Geoengineering has been back in the news recently after the US National Research Council endorsed a proposal to envelop the planet in a layer of sulphate aerosols to reduce solar radiation and cool the atmosphere.

The proposal has been widely criticised for possible unintended consequences, such as ozone depletion, ocean acidification and reduced rainfall in the tropics. Perhaps even more troubling, geoengineering is a technological fix that leaves the economic and industrial system causing climate change untouched.

The mindset behind geoengineering stands in sharp contrast to an emerging ecological, systems approach taking shape in the form of regenerative agriculture. More than a mere alternative strategy, regenerative agriculture represents a fundamental shift in our culture’s relationship to nature.

Regenerative agriculture comprises an array of techniques that rebuild soil and, in the process, sequester carbon. Typically, it uses cover crops and perennials so that bare soil is never exposed, and grazes animals in ways that mimic animals in nature. It also offers ecological benefits far beyond carbon storage: it stops soil erosion, remineralises soil, protects the purity of groundwater and reduces damaging pesticide and fertiliser runoff.

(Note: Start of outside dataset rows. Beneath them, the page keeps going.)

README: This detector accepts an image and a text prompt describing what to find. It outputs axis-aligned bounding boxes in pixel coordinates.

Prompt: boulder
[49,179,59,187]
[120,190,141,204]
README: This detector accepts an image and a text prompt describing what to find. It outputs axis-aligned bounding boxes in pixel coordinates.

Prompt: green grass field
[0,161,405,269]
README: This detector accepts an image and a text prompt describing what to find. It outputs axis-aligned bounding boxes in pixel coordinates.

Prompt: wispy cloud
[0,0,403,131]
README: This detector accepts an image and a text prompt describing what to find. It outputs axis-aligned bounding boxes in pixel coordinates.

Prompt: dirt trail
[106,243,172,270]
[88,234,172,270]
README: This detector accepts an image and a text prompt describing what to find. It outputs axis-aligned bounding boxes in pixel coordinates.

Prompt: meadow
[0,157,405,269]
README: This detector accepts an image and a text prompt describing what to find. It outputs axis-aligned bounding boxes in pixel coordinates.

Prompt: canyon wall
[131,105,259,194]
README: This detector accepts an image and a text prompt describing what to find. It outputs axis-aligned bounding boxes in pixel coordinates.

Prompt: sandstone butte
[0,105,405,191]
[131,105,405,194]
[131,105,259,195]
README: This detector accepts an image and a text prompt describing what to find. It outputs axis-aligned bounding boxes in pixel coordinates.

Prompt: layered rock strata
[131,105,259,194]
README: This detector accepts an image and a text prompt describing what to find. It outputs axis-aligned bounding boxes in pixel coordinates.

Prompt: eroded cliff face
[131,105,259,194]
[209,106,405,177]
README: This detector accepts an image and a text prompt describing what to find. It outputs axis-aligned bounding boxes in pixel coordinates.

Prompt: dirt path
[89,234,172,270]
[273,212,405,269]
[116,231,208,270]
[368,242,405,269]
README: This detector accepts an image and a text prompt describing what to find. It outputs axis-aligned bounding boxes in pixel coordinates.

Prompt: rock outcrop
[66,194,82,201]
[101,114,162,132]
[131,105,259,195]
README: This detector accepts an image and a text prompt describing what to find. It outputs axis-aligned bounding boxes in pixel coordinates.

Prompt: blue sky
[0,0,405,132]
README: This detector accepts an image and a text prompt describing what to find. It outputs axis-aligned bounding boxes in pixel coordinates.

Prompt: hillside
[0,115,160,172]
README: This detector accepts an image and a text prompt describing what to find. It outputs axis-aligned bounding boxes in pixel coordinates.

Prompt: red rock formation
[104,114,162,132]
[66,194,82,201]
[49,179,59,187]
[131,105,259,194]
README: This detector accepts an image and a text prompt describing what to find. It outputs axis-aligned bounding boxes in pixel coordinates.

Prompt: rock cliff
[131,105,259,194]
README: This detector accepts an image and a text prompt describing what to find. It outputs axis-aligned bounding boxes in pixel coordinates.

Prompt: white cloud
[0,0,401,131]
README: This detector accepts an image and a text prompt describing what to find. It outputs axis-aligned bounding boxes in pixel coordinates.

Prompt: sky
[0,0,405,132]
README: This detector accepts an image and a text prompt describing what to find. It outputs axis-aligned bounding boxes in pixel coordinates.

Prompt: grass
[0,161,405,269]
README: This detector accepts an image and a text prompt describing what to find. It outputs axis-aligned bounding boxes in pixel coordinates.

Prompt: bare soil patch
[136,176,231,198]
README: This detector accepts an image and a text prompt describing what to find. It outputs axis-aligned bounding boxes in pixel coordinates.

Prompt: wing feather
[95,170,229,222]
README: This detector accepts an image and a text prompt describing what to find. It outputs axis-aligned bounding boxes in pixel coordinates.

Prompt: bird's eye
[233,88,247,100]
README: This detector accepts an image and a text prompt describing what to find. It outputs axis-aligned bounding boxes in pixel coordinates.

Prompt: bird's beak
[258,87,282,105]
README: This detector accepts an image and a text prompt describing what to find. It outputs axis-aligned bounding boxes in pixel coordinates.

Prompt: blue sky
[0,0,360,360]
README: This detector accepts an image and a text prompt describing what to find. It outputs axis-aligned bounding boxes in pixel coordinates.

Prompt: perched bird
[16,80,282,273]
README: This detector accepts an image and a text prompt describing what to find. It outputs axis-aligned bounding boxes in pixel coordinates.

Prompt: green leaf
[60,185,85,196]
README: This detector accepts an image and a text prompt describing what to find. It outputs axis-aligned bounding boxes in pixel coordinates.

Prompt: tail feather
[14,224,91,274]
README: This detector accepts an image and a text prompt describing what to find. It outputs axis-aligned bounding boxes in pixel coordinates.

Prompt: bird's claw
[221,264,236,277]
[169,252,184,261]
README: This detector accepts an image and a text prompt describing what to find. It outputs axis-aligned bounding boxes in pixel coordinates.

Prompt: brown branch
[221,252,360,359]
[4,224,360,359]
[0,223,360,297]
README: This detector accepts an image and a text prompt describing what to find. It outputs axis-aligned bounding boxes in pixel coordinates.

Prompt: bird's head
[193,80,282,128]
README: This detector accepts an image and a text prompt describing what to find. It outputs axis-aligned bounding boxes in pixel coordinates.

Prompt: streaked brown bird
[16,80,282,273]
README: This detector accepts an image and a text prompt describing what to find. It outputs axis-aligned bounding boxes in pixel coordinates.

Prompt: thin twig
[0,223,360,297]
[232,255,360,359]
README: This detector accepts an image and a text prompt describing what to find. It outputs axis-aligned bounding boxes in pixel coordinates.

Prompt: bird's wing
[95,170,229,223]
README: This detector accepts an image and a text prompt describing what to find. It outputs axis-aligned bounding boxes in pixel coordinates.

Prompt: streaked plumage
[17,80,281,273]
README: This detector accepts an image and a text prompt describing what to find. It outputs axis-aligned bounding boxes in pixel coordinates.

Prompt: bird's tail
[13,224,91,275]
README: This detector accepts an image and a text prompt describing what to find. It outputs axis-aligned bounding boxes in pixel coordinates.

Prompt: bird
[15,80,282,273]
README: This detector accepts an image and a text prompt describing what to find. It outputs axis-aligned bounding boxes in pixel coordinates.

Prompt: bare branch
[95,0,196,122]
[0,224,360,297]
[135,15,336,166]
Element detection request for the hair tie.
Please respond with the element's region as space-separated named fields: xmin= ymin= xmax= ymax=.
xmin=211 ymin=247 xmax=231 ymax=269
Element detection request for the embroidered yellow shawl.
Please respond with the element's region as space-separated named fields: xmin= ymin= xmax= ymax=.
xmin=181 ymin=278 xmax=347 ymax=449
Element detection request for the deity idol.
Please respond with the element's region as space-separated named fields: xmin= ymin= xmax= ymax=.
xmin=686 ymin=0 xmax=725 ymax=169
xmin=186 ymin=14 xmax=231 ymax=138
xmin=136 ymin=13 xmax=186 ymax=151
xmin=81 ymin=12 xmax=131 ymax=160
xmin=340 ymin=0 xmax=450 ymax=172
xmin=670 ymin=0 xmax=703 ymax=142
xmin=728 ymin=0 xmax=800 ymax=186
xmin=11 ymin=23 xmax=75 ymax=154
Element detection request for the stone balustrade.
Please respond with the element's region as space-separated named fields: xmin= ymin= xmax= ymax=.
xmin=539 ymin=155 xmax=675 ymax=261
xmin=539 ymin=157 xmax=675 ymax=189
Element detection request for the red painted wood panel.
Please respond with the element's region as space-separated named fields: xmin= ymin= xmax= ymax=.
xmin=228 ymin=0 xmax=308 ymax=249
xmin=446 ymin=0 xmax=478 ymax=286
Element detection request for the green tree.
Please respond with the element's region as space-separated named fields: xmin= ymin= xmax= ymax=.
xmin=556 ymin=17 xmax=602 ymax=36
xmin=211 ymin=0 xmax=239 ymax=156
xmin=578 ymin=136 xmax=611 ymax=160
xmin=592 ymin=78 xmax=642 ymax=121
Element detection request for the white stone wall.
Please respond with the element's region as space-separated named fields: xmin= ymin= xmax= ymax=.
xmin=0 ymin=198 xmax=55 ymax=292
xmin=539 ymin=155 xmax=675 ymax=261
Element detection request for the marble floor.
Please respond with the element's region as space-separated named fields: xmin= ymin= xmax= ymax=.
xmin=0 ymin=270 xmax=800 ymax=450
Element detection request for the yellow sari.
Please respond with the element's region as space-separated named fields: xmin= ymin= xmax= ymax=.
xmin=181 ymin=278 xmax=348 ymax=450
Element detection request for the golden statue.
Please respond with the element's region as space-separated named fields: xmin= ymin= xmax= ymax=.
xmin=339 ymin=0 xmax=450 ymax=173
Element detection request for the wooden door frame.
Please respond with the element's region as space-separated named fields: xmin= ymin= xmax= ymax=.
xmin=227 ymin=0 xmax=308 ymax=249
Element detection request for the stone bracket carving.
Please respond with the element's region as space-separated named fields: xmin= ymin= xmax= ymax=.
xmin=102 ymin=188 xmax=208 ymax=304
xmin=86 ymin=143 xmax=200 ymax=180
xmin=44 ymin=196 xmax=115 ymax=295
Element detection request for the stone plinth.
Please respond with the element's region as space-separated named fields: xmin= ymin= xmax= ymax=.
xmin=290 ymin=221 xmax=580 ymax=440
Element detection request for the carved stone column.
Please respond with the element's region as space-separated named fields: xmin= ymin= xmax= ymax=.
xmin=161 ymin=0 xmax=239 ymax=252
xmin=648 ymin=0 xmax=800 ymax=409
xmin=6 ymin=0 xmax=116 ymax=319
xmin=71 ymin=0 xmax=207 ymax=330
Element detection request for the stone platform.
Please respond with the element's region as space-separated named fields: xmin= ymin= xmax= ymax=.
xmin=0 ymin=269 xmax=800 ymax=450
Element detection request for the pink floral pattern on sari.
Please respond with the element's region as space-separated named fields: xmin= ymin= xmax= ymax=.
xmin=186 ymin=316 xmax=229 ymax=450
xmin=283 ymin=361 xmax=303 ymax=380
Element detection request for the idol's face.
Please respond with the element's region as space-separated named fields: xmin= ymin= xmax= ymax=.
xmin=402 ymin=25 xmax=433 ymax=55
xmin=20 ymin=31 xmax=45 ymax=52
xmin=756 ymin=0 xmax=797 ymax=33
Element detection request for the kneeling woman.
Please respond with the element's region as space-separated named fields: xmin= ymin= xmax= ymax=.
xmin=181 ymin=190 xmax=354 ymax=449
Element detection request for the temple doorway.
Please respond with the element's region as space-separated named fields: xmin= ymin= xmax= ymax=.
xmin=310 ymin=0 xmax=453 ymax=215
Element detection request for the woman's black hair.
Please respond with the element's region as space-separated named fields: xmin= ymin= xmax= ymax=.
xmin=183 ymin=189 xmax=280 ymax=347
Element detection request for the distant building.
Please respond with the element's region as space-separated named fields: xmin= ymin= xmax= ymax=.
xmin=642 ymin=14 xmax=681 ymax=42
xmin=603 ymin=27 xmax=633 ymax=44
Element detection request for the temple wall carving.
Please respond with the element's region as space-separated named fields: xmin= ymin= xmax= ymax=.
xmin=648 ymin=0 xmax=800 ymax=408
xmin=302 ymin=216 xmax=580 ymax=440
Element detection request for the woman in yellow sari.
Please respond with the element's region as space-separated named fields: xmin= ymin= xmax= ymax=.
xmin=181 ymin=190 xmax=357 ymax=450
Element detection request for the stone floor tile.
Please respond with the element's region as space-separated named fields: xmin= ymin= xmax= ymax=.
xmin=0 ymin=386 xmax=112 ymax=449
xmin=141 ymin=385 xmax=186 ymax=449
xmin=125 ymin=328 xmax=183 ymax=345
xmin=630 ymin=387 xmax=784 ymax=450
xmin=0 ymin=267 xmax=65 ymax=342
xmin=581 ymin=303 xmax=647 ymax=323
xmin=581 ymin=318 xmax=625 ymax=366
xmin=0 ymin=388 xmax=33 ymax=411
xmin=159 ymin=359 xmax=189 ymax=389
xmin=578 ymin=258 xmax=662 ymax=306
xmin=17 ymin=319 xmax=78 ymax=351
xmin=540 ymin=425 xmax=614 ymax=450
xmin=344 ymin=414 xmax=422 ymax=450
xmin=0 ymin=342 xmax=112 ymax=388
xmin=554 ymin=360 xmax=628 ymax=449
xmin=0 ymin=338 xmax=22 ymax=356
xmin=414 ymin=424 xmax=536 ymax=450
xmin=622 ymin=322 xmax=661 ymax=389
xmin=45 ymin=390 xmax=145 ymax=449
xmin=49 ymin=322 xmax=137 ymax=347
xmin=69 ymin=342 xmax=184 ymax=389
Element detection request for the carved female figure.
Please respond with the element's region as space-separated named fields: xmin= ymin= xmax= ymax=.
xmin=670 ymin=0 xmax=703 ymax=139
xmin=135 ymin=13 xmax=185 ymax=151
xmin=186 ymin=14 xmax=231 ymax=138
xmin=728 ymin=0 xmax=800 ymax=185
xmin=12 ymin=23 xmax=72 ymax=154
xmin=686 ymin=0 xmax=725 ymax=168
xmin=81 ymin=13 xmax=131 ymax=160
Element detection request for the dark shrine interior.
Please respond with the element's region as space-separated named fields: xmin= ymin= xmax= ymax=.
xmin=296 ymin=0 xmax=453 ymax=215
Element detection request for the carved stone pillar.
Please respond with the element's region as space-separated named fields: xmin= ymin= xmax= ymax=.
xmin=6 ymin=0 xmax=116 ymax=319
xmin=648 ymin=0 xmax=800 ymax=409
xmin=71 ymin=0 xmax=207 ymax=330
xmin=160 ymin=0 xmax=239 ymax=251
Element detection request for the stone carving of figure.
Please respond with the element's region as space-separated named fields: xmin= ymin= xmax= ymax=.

But these methods are slow, expensive and impractical in feeding a growing population, right?

Wrong. While comprehensive statistics are hard to come by, yields from regenerative methods often exceed conventional yields (see here and here for scientific research, and here and here for anecdotal examples). Likewise, since these methods build soil, crowd out weeds and retain moisture, fertiliser and herbicide inputs can be reduced or eliminated entirely, resulting in higher profits for farmers. No-till methods can sequester as much as a ton of carbon per acre annually (2.5 tons/hectare). In the US alone, that could amount to nearly a quarter of current emissions.